You crushed yourself up -- 
like momma used to crush aspirin 
into orange juice
because I didn’t know 
what was good for me -- 
so I would still take you. 

I’m so sorry. 

They taught me all about you,
Black Joy, 
but nobody told me 
white supremacy 
is insidious, 
that it comes, 
like a thief in the night,
to kill and destroy.

I nearly died 
trying to appease it.

But you never stopped 
calling me in (not out)
and I found my way back to you --
the only venue that could host 
all of me,
just as I am --
and relearned how to live 
in community
with people who can 
wholly reflect who I am,
people willing to die 
for my liberation.

Thank you for escorting me 
through doors of return:

the words of the ancestors --
Love makes your soul
crawl out from its hiding place --

the poetry written on my heart --
I rise
I rise
I rise --

the song of my soul--
Shadowed beneath Thy hand
May we forever stand
True to our God
True to our native land --

and those actual doors.
Door of Return in Elmina, Ghana (No, there are no better photos. It was hotter than Hades!)
Thank you for saving 
my place at the table.

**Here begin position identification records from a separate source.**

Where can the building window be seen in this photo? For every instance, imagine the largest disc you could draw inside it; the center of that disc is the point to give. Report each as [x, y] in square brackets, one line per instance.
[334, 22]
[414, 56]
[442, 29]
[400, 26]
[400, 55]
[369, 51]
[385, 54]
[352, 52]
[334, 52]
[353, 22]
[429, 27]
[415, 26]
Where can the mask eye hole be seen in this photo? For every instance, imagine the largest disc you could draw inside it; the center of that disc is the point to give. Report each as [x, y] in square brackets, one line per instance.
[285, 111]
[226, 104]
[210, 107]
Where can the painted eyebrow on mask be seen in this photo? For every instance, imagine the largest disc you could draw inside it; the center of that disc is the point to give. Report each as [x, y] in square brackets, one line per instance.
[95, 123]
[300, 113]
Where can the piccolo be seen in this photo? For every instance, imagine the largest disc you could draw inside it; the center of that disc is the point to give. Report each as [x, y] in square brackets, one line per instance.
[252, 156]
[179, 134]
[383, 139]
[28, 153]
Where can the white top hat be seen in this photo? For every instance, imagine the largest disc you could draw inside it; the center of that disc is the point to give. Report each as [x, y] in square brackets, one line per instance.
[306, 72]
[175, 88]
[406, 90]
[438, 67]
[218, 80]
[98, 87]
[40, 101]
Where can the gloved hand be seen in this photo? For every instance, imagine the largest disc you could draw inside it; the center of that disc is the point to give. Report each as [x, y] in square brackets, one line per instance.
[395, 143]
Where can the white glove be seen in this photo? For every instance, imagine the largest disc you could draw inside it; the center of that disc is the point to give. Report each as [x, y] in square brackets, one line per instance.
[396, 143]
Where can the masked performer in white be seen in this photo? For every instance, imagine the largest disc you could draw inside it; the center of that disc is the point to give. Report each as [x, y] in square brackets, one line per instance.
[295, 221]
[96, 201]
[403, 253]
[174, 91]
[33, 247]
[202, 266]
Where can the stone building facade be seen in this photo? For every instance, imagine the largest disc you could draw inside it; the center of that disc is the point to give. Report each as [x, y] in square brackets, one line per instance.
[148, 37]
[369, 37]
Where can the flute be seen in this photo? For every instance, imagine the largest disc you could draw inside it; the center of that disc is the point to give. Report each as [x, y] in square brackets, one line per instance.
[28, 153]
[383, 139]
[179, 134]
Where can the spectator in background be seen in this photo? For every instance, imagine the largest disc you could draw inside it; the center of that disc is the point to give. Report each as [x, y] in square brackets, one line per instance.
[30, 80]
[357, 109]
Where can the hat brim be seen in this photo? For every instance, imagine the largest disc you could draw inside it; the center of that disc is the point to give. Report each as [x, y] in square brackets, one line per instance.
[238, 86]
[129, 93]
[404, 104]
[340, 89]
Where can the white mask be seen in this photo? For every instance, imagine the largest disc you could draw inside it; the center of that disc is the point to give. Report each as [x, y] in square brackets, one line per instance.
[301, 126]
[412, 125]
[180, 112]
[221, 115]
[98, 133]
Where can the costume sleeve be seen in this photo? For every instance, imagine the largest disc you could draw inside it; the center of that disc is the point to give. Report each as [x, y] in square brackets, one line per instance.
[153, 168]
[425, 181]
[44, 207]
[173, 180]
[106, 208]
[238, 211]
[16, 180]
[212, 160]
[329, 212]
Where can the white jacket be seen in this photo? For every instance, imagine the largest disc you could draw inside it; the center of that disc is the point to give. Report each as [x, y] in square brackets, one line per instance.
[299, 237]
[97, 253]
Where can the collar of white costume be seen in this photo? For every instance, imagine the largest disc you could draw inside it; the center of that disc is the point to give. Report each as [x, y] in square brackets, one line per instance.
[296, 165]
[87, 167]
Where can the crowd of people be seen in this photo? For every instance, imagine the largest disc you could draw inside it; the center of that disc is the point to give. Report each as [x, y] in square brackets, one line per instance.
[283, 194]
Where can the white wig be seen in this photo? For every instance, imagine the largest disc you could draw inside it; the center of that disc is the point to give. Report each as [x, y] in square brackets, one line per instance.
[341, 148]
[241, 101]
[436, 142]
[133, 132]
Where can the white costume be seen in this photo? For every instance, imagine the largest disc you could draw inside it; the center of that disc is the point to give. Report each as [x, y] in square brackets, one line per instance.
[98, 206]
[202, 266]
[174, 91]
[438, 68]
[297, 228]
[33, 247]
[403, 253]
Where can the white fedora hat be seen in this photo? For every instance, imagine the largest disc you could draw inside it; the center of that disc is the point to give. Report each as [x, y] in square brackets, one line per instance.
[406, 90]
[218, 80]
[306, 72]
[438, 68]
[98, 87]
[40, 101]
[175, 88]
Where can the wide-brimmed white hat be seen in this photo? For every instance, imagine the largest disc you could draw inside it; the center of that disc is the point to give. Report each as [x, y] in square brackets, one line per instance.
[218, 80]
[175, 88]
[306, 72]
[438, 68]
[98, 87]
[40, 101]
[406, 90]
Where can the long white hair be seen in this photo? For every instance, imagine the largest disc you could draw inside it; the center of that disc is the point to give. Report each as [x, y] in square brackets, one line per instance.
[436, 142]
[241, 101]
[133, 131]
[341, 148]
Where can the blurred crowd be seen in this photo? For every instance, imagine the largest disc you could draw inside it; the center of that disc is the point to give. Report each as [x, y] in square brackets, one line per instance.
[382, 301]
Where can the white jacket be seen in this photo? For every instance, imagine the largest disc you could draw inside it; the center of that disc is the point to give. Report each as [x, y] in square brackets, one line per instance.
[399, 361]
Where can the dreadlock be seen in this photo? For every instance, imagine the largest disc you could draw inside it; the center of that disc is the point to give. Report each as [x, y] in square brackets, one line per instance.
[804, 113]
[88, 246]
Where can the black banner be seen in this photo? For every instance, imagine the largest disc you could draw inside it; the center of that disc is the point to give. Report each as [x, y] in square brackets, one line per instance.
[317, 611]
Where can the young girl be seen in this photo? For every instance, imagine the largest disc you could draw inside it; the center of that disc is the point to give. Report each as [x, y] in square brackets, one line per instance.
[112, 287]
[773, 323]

Thank you
for helping me return -- 
to the coil of my hair, 
the curves of my body, 
the sass of my mouth, 
the music that seizes control 
of my hips and emotions,
the literature that feeds my soul, 
the comedy that conjures 
full-bodied laughter, and the
peace in my heart.

Thank you for giving me back 
vibrant head wraps, 
hoop earrings that touch my shoulders, 
brightly-colored lips,
sister friends, 
and men 
who don’t need the manual 
about how to love a Black woman.

The epitome of Black (educator) joy — love, laughter, and liberation
Thank you for making me love you
so fiercely, so palpably,
that a Mexican little girl
reads "Black Teachers Matter" 
on my t-shirt, rolls her neck,
and says, "That's true!"
in solidarity.

Thank you for drawing me
so close to you
that my rendering of
The Undefeated
touches a young Mexican boy
brimming with machismo so deeply
that he ducks
behind a bookcase
to hide his tears.

Thank you for liberating me.

Thank you for giving me life.

Thank you for reminding me of
how blessed
I am to have overcome
it all
and have the luck
to be
Black and proud
on this Saturday morning
with my vow to you
tattooed on my mahogany skin:
Sankofa.

Love,
Aeriale
Sankofa is a Twi word meaning “go back and get it” and an Asante Adinkra symbol
often associated with the proverb
“It is not wrong to go back for that which you have forgotten.”